_201.DOCX | страница 42



Так он и будет стоять в проеме, пока эта дверь будет существовать в моей памяти. Но ни тогда, ни в последующие два с половиной месяца ему уже помочь не могли: это был обвал.


Сколько же людей на свете знали Мишу!

Это не только братья-художники, и не только врачи, которые его любили, и не только натурщики, и не только столяры и плотники из Худфонда, и не только дежурные из мастерских, и не только поэты, писатели. Пришли совершенно чужие люди. Случайно однажды столкнувшиеся с ним и обогретые им походя, ненароком, из-за его неиссякаемой потребности делать что-то хорошее для людей. Подходили (как же быстро докатилась до них дурная весть), обращаясь к нему с укором, как к живому: «Ну, что же ты, Миша...», словно он подвел, словно чего не доделал или не дал им довершить чего-то.

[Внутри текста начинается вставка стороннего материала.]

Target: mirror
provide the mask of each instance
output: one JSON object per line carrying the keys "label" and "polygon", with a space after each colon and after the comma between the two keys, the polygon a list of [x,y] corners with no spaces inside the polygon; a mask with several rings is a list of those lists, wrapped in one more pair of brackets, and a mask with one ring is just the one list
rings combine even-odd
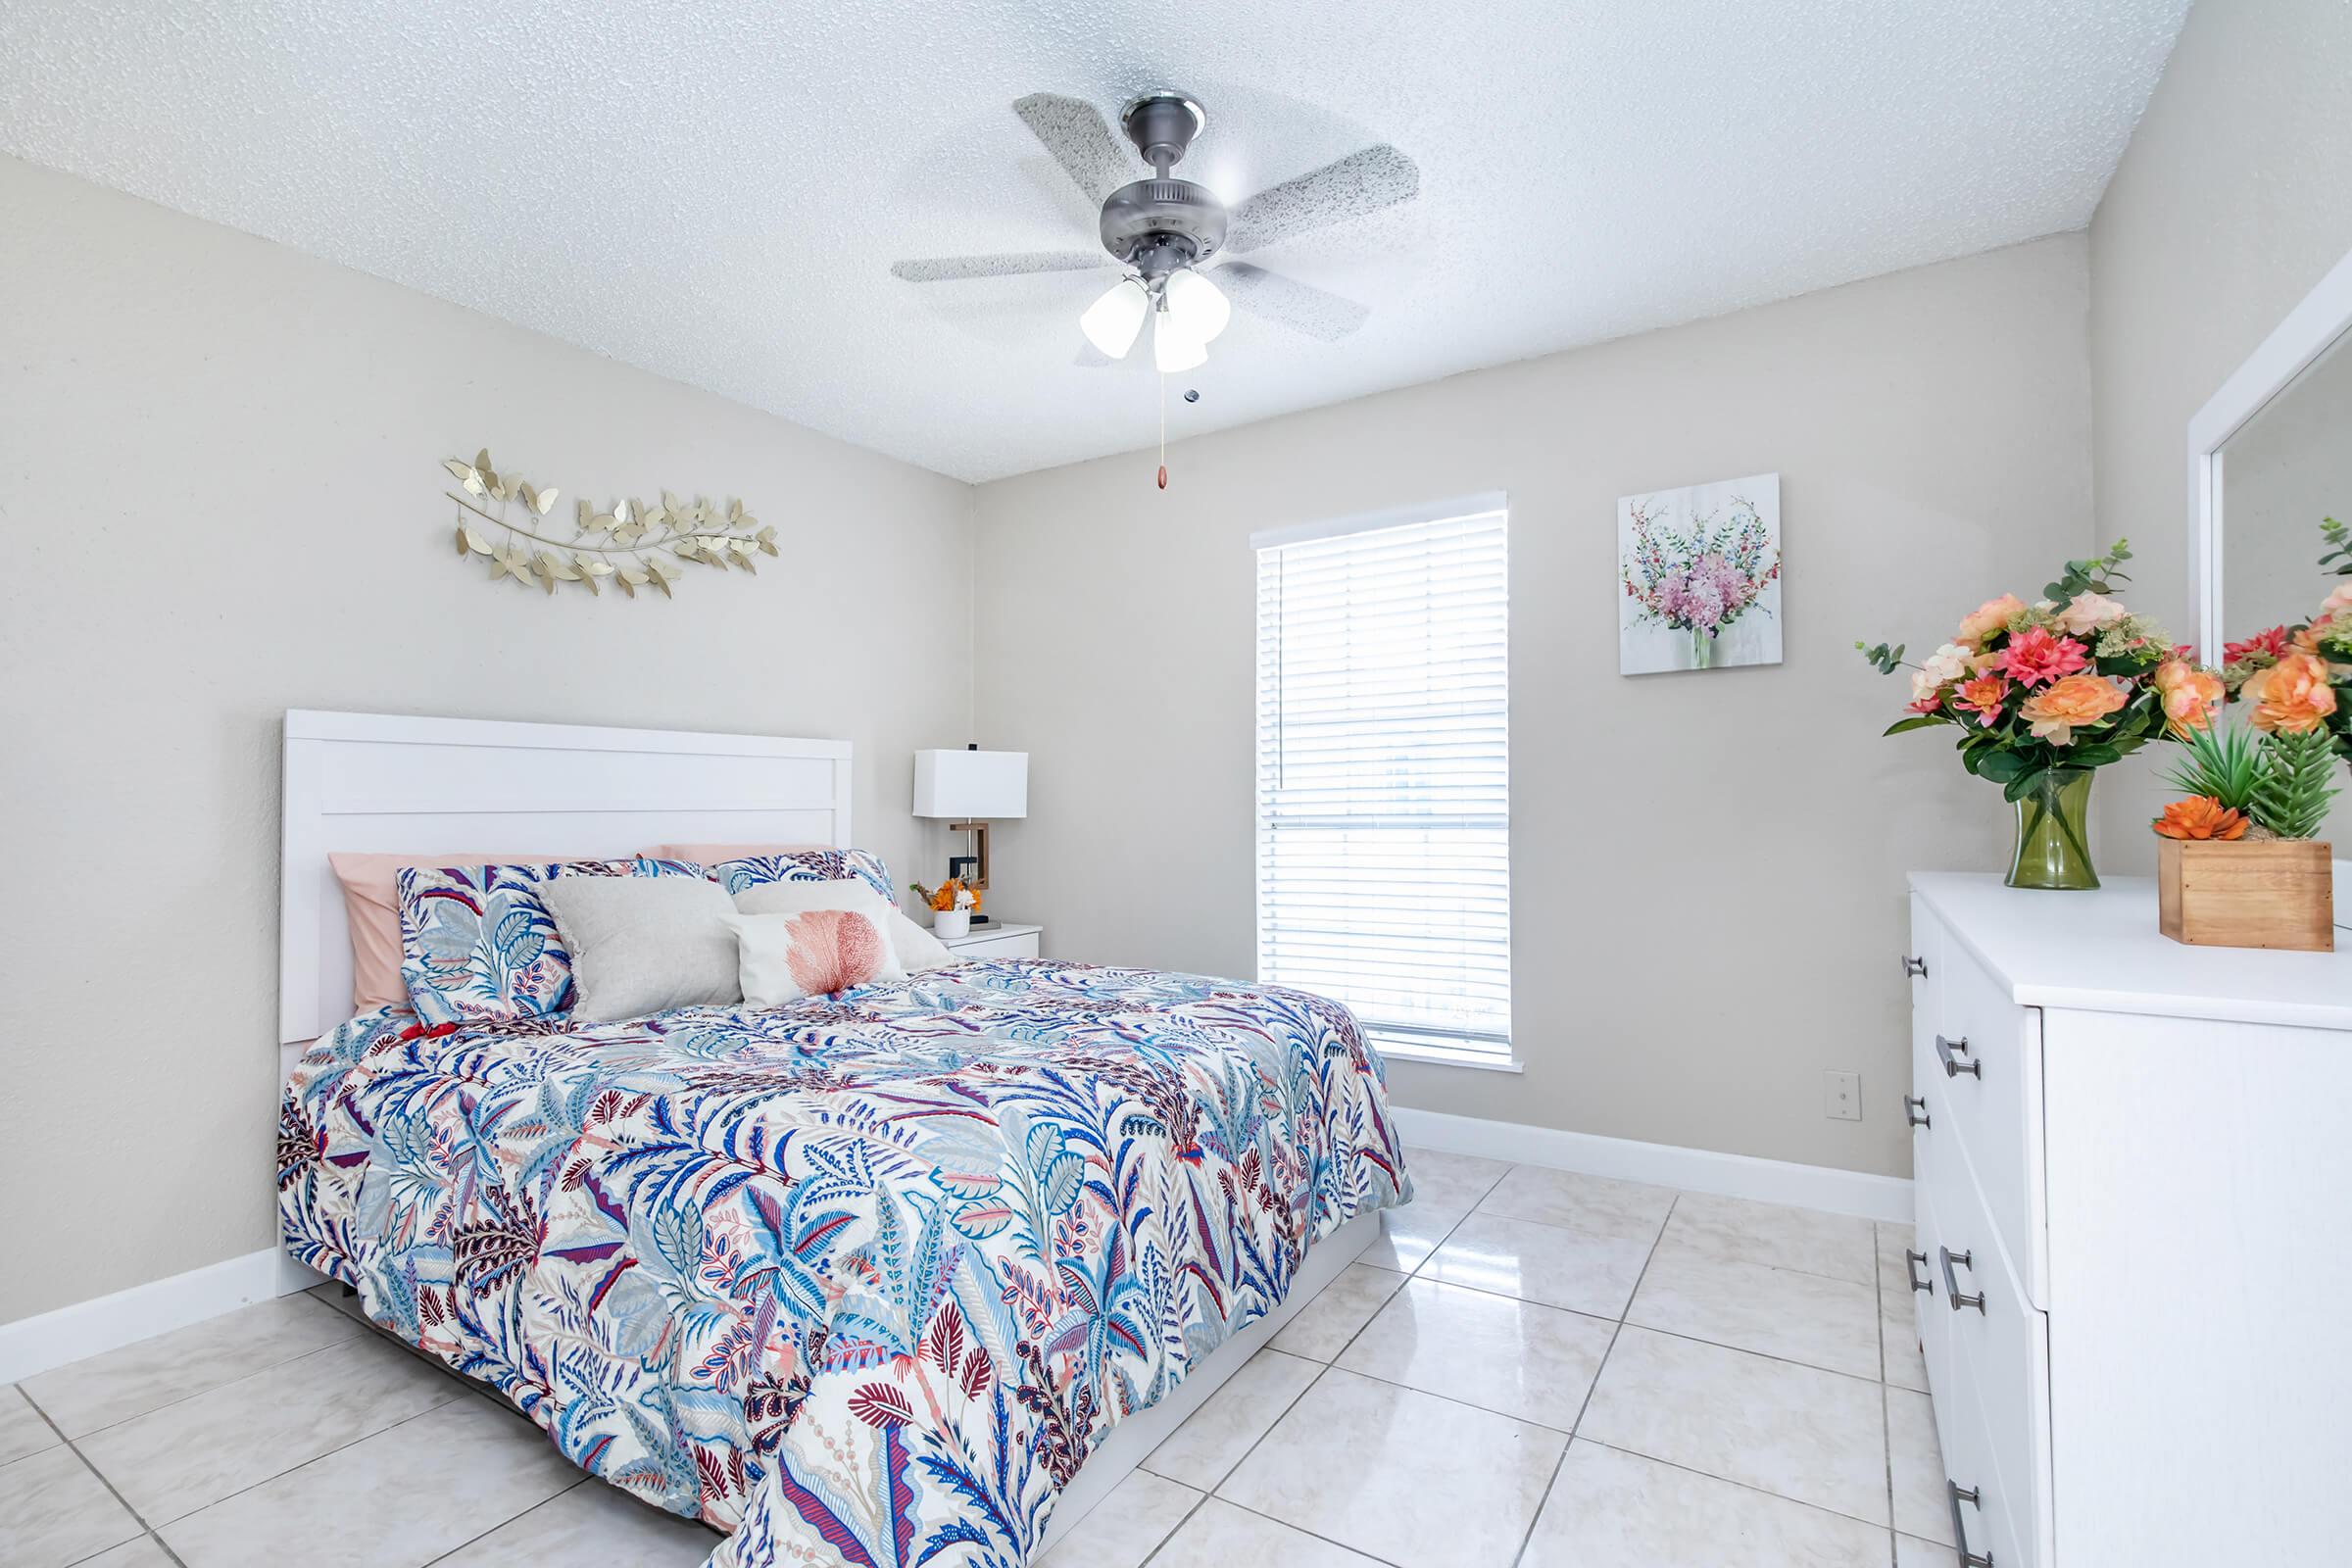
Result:
{"label": "mirror", "polygon": [[2352,521],[2352,335],[2338,337],[2223,443],[2221,633],[2308,621],[2352,579],[2323,566],[2323,518]]}
{"label": "mirror", "polygon": [[[2307,623],[2352,589],[2326,519],[2352,522],[2352,256],[2338,262],[2189,421],[2189,566],[2199,652]],[[2352,919],[2352,775],[2320,835],[2335,847],[2337,920]]]}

Таким и осталось это чувство, каким оно было в восемьдесят первом. Ничего не изменилось.


P.S.

Как бы отдельной страницей существуют воспоминания о том, как провели мы год после Миши в мастерской, рассматривая и держа в руках каждую работу; о том, как увидели в нем, в Мише, нескольких разных художников, о том, как они уложились во времени, влившись в русло зрелого художника Вайнштейна; о том, как вольна была его кисть, о том, как смело пробовал он разные манеры письма и как менялся его вкус; о том, как прошла выставка – через шесть лет после смерти Миши – и как узнали о том, что был он, оказывается, преследуем за то, что ослушался «генералов» (или пешек?), запрещающих художникам разговаривать и видеться с Марком Шагалом, посетившим Москву; а он, Миша, бывший мальчишка из детдома, запрыгнул в лифт, в который вошел Шагал, и видел его лицо близко целых... столько-то секунд. Небоскребов в Москве, как известно, нет. И что сделал он потом по памяти крошечный портрет Шагала – миниатюру удивительной красоты. И что Шагал ничуть не заблуждался насчет того, где находится. Потому что крикнул, выходя из лифта: «Остерегайтесь!» Но не сказал – как.

И что мы, находясь в мастерской, не только радовались и печалились, но и воочию убеждались, что сама жизнь Миши – беспрерывный творческий акт, и что последние годы – годы постоянно пульсирующей тревоги за близких людей. Но выход у художника был только один: работа. И он работал до последней возможности.



ТОША


…и здесь кончается искусство

и дышит почва и судьба.

            Б. Пастернак


Бывают дни, которые запоминаются именно тем, что ничего в них не произошло. Ничего не произошло, кроме самого дня, его освещения, последовательности того, что называется «ничего не произошло», и той скрытой, тихой музыки, что заключена в самом течении такого дня.